GNOME Bugzilla – Bug 421678
search should normalize strings
Last modified: 2007-04-02 17:55:54 UTC
If there a string in a file with a precomposed character like "école" with <U+00E9 LATIN SMALL LETTER E WITH ACUTE> and the searched string is "école" with <U+0065 LATIN SMALL LETTER E + U+0301 COMBINING ACUTE ACCENT>, no match is found. The other way around should work too. Equivalent unicode strings should match. Search should use g_utf8_normalize() with G_NORMALIZE_NFD aka G_NORMALIZE_DEFAULT before comparing strings.
Could you supply a test file with a few of these examples?
Created attachment 85328 [details] sample gnumeric file with precomposed and composed equivalent strings Here's a sample file with a pair of precomposed and composed character strings. Gnumeric should consider either element of each pair as the other. So searching for one should match the other. The function g_utf8_normalize() can be used before comparing strings. I'd suggest using G_NORMALIZE_DEFAULT = G_NORMALIZE_NFD by default.
The pattern is now normalized (in goffice). The text being searched is a good deal more complicted, at least in the search-and-replace case. Ideally we need to be able to map positions in the searched text back into the original text. It isn't clear to be how we can do that.
I note that the pairs do not even look the same. Have you reported that against pango?
(In reply to comment #4) > I note that the pairs do not even look the same. Have you reported that > against pango? That's related to Bug 322234 but if your font has OpenType tables positioning diacritics it should work. (DejaVu Sans Mono Book >=2.15 does)
Interestingly, the LEN function can tell the difference between the one-char and the two-char versions. (Both us and Excel). That has an interesting effect: if we do search-and-replace as... n = normalize (src); if (match (n, pattern)) { dst = replace_as_needed (n, ...); store dst; } then search and replace will imply normalization when there is a match. In other words, if we replace "x" by "y" in =LEN("<pair>"x) we would get =LEN("<combined>"y) and the result would go down by 1. I don't know how big a problem that would be in practice, though.
Morten: You could always normalized strings, with NFC for better compatibility with legacy.

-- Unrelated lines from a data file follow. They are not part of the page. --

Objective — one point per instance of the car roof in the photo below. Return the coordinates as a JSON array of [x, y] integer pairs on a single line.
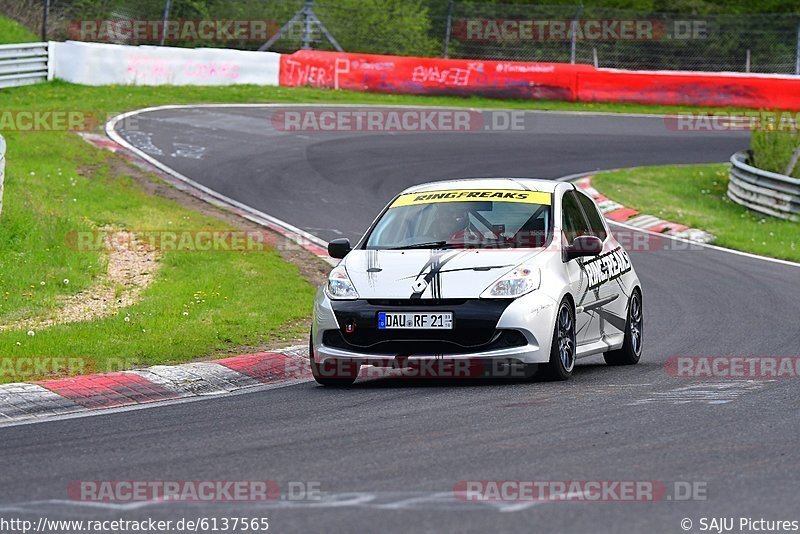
[[531, 184]]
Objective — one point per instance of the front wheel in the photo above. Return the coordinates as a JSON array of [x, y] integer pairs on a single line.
[[332, 375], [631, 349], [563, 348]]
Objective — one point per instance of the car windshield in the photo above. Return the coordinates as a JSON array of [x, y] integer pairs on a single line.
[[465, 219]]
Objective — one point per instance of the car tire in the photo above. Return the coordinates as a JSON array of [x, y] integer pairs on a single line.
[[342, 378], [631, 349], [563, 349]]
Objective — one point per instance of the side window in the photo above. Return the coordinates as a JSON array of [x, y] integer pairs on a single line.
[[574, 222], [594, 217]]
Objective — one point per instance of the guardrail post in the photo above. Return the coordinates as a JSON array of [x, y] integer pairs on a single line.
[[2, 169], [763, 191], [448, 29], [797, 53], [45, 15], [574, 40]]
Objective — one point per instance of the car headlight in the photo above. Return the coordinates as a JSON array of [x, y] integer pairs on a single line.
[[340, 287], [515, 283]]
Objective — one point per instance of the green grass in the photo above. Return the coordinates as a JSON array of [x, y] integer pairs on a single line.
[[12, 32], [772, 151], [56, 183], [694, 195]]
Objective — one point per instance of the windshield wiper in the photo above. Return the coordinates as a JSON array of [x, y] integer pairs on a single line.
[[430, 244]]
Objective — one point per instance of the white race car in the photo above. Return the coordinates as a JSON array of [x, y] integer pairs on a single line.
[[516, 274]]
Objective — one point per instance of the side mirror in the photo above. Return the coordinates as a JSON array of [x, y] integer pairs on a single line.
[[583, 246], [338, 248]]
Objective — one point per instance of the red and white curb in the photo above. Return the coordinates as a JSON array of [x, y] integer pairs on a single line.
[[618, 213], [81, 394]]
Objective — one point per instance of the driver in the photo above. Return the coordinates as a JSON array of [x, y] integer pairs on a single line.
[[451, 222]]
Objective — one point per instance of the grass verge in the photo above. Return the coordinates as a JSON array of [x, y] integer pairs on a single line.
[[57, 184], [12, 32], [695, 195]]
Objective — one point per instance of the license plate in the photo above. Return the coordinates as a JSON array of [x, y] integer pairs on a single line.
[[415, 320]]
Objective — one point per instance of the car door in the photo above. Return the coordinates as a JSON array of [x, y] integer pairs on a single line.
[[574, 224], [608, 296]]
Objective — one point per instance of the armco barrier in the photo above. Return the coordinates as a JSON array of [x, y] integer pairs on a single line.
[[552, 81], [110, 64], [23, 64], [412, 75], [690, 88], [763, 191]]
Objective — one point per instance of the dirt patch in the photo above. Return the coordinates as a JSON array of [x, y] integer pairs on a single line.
[[130, 269]]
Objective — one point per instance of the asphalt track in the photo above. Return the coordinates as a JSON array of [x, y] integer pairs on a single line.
[[387, 453]]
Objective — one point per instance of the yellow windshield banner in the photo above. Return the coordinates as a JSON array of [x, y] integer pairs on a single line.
[[471, 195]]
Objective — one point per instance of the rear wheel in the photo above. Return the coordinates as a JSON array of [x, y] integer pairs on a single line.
[[631, 349], [562, 350], [332, 375]]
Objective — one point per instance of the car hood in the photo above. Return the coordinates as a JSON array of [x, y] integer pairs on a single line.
[[427, 274]]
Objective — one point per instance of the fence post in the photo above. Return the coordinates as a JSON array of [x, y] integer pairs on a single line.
[[2, 169], [797, 54], [45, 15], [448, 29], [574, 26], [164, 17]]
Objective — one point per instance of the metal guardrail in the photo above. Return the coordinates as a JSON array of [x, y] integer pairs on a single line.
[[763, 191], [23, 64]]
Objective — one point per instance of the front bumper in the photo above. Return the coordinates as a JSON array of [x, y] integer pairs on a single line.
[[518, 330]]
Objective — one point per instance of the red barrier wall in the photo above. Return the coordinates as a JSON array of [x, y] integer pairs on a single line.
[[689, 88], [412, 75], [546, 81]]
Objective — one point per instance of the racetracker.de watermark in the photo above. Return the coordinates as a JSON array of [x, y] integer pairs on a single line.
[[320, 120], [173, 240], [720, 121], [122, 491], [27, 367], [123, 30], [579, 490], [734, 367], [559, 30]]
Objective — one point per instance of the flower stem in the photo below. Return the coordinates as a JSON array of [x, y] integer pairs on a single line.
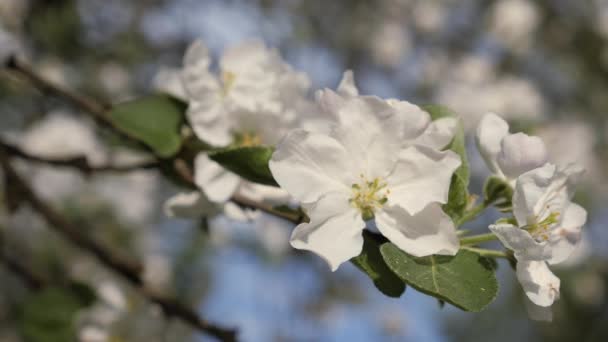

I was thinking on normalizing all strings on input (from keyboard or files), but I cannot do that if I want to remain Excel compatible for the LEN function. I would find it surprising that replacing "x" by "y" would change a string's length.
XL does not seem to normalize for the purpose of the SEARCH function. In particular, "?" seems to match one unicode character only. It doesn't normalize for the gui search either, but I don't see any reason why we should not do so.
This problem has been fixed in the development version. The fix will be available in the next major software release. Thank you for your bug report.